Governor, officials offer differing views on 'most overridden' status

Gov. Jay Nixon holds a news conference about his recently vetoed bills at the Capital on Wednesday, Sept. 7, 2016.
Gov. Jay Nixon holds a news conference about his recently vetoed bills at the Capital on Wednesday, Sept. 7, 2016.

In his eight legislative sessions as Missouri governor, Jay Nixon, a Democrat, has vetoed 148 non-budget bills passed by the General Assembly - the most of any governor in modern history.

The Legislature's Republican leaders often call Nixon the state's "most overridden" governor because they have ordered 48 bills into law over Nixon's vetoes.

However, that means just over two-thirds of the governor's vetoes were sustained by at least one of the Legislature's two chambers.

Nixon told reporters last week he thinks that's a good record.

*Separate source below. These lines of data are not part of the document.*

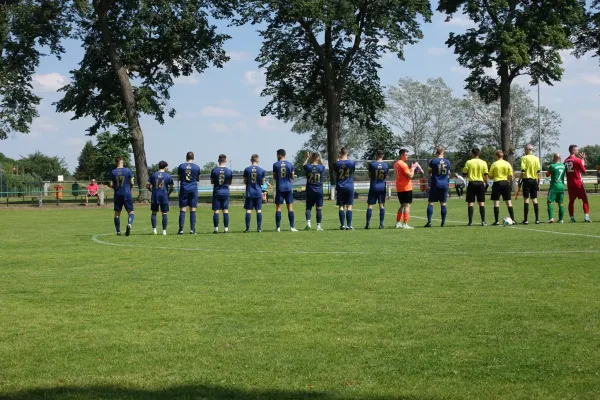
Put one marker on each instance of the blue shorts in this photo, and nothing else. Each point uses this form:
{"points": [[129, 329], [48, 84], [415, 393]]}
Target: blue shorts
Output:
{"points": [[188, 199], [438, 194], [314, 199], [123, 200], [220, 203], [376, 196], [345, 197], [164, 207], [281, 197], [253, 203]]}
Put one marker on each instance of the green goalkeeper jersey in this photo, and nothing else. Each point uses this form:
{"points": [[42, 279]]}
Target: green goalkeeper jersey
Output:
{"points": [[557, 177]]}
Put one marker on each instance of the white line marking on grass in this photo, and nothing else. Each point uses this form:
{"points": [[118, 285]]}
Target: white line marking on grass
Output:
{"points": [[96, 239]]}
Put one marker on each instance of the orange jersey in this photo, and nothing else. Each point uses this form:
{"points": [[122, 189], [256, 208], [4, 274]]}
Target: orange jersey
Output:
{"points": [[403, 179]]}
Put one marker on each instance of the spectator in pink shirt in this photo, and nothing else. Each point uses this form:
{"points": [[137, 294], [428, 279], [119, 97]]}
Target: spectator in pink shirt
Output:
{"points": [[92, 192]]}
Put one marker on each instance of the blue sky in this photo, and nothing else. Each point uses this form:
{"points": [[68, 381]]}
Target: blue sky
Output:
{"points": [[219, 110]]}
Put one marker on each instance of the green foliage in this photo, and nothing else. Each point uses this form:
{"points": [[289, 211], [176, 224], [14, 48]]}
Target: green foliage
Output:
{"points": [[45, 167], [27, 28], [156, 42]]}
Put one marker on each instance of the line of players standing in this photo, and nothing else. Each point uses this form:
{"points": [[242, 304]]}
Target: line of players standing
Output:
{"points": [[161, 185]]}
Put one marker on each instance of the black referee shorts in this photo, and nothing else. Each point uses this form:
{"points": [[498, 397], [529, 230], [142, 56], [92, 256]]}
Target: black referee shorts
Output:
{"points": [[500, 189], [476, 192], [530, 188]]}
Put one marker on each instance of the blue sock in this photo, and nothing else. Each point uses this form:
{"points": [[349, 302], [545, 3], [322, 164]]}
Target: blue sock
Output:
{"points": [[181, 220], [193, 221], [226, 220]]}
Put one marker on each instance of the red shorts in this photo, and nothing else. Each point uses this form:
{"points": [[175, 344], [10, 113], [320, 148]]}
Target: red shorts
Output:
{"points": [[577, 193]]}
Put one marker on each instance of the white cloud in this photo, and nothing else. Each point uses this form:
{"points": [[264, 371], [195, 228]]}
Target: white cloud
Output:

"You all know me pretty well," the governor said. "If I think something's good for the state, I sign it.

"If it's not, I don't - it's not a scorecard. It's a substance card."

Nixon also said "it's a pretty long, strong list" of proposals that, if lawmakers had overridden his vetoes, would have made the state a more difficult place to be, particularly with what he said was their more than $1.5 billion price tag on state budgets.

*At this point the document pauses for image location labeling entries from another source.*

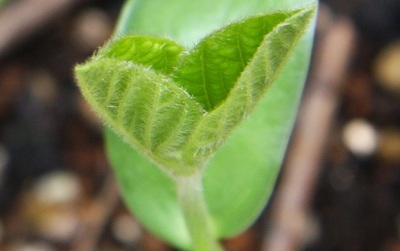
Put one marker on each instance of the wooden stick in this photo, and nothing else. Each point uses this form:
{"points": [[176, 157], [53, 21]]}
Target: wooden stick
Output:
{"points": [[290, 207]]}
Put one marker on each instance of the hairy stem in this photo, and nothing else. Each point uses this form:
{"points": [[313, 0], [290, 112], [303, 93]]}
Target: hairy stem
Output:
{"points": [[191, 199]]}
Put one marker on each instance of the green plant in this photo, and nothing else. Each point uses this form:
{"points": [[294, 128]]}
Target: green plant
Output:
{"points": [[171, 108]]}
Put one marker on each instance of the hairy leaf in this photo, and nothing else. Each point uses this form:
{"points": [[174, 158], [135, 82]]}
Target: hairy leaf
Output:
{"points": [[178, 107]]}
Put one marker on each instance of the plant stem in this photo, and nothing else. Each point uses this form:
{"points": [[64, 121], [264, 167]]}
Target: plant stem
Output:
{"points": [[191, 199]]}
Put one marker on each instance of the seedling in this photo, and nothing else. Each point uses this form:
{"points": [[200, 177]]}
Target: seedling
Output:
{"points": [[171, 108]]}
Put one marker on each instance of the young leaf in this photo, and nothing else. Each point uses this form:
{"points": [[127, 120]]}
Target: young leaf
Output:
{"points": [[240, 178], [225, 74]]}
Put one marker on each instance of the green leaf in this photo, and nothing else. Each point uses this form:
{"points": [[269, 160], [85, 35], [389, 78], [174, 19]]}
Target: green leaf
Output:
{"points": [[226, 74], [241, 176]]}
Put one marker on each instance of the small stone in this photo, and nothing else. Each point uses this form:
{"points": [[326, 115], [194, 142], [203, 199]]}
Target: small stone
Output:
{"points": [[360, 137]]}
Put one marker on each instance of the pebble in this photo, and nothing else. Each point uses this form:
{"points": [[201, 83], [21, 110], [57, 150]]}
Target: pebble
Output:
{"points": [[360, 137]]}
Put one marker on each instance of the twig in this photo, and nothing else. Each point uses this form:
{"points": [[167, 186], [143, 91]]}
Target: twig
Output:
{"points": [[23, 18], [289, 209]]}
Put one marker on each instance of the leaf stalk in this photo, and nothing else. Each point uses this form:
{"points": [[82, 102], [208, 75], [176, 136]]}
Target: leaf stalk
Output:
{"points": [[199, 224]]}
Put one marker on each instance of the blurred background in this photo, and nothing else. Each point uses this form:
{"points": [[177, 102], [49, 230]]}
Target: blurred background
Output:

"The reason I've been successful, in my view, is that I've used (the veto) at times when I felt I was correct," Nixon said. "I didn't use it as a ploy."

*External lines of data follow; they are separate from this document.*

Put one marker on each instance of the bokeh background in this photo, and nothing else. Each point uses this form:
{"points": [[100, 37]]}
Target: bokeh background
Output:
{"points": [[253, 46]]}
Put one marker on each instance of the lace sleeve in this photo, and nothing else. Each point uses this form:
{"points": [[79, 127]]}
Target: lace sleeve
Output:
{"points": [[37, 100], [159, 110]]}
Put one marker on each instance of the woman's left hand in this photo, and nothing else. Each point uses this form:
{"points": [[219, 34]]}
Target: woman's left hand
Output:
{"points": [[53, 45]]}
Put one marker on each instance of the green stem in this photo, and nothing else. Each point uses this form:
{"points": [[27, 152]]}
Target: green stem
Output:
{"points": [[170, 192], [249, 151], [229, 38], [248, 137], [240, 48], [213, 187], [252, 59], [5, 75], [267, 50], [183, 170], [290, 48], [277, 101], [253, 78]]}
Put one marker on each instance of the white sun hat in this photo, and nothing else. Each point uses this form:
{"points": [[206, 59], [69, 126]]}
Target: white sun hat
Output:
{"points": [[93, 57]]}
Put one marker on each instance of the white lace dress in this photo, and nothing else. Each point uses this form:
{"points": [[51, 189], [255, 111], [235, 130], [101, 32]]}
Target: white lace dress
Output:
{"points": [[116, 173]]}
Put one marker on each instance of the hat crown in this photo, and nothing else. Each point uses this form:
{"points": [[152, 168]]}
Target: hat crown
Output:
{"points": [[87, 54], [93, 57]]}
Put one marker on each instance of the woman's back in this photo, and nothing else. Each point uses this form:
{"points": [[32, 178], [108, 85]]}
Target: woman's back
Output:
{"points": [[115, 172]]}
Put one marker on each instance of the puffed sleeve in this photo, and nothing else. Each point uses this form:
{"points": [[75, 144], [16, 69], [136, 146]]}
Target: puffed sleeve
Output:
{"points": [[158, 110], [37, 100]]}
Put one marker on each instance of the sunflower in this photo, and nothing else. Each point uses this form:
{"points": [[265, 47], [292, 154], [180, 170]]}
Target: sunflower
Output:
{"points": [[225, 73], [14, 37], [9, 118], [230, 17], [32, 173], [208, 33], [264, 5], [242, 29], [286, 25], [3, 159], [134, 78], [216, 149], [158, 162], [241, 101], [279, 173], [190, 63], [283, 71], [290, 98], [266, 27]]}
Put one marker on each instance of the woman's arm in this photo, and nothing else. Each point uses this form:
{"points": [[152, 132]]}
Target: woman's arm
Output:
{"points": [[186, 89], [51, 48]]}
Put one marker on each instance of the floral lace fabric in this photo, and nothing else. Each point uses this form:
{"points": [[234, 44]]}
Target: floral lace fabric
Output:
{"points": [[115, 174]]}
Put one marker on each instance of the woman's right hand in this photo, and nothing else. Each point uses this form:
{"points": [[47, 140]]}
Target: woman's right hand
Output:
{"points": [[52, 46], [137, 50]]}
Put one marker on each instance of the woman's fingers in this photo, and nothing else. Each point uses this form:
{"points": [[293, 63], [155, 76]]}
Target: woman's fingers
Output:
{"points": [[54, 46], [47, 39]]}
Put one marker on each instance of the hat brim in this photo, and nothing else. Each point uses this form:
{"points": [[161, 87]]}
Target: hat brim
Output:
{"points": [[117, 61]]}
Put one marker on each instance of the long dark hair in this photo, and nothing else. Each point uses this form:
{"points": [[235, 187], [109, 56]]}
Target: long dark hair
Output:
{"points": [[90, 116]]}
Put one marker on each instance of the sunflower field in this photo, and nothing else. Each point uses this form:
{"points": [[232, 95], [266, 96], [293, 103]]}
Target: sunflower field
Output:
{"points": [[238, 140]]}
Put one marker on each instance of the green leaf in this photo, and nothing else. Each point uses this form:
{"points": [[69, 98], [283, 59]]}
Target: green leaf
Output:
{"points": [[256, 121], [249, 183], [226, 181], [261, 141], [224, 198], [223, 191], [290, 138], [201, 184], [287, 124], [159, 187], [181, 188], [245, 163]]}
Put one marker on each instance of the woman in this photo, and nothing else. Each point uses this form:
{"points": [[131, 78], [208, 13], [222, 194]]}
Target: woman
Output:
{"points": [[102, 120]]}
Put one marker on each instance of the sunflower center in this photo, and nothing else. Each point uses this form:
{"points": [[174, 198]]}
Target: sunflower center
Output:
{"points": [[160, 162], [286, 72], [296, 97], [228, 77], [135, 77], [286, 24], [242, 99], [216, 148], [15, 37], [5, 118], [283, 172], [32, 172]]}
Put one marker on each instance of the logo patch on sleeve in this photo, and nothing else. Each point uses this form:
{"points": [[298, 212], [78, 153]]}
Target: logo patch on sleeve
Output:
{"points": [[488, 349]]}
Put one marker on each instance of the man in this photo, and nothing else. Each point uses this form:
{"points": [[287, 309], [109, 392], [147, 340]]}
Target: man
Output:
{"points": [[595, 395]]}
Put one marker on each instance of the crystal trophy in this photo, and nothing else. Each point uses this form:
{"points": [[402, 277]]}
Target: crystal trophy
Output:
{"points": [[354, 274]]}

After last week's veto session ended, Senate President Pro Tem Ron Richard, R-Joplin, told reporters Nixon might have had better success with the Legislature if he and especially his staff had been more involved in writing legislation.

"According to conversations that I have had with bill sponsors," Richard told reporters, "there hasn't been a real good dialog with the (governor about the) legislation as it has been finished up."

He added: "I'm saying that his people aren't engaged - particularly his department heads - with my chairmen, as much as they should be.

"I'm not going to blame it all on the governor (because) we don't expect the governor to talk to everybody all the time. But some of his people are less than helpful in drafting legislation."

Senate Majority Leader Mike Kehoe, R-Jefferson City, agreed there might not have been as many veto overrides if the governor and his office had "weigh(ed) in on the process earlier on these bills but his style has not been that way."

But, Nixon countered the next day, "I don't spend a lot of time - nor does my administration - crafting bills that we disagree with."

He added, he visits with lawmakers a lot and will continue to do so during his last weeks in office.

But he doubts his being more active trying to "massage" the language of bills he disagreed with would have changed the outcome.

The Legislature's total veto overrides for the last eight years includes last year's House Bill 150 - which limited the number of weeks of unemployment eligibility and tied the available number of weeks to economic conditions.

But the Missouri Supreme Court overturned that law this year because the House overrode the governor's veto during last year's regular session, while the Senate waited until the veto session.

The high court ruled that to override the veto successfully, the Senate also should have voted during the regular session.

That vote didn't happen because the Senate Democrats tied up all Senate action except for one vote, after the Republicans locked the debate on a right-to-work bill so it couldn't be amended, then used the previous question to force a vote on the controversial bill.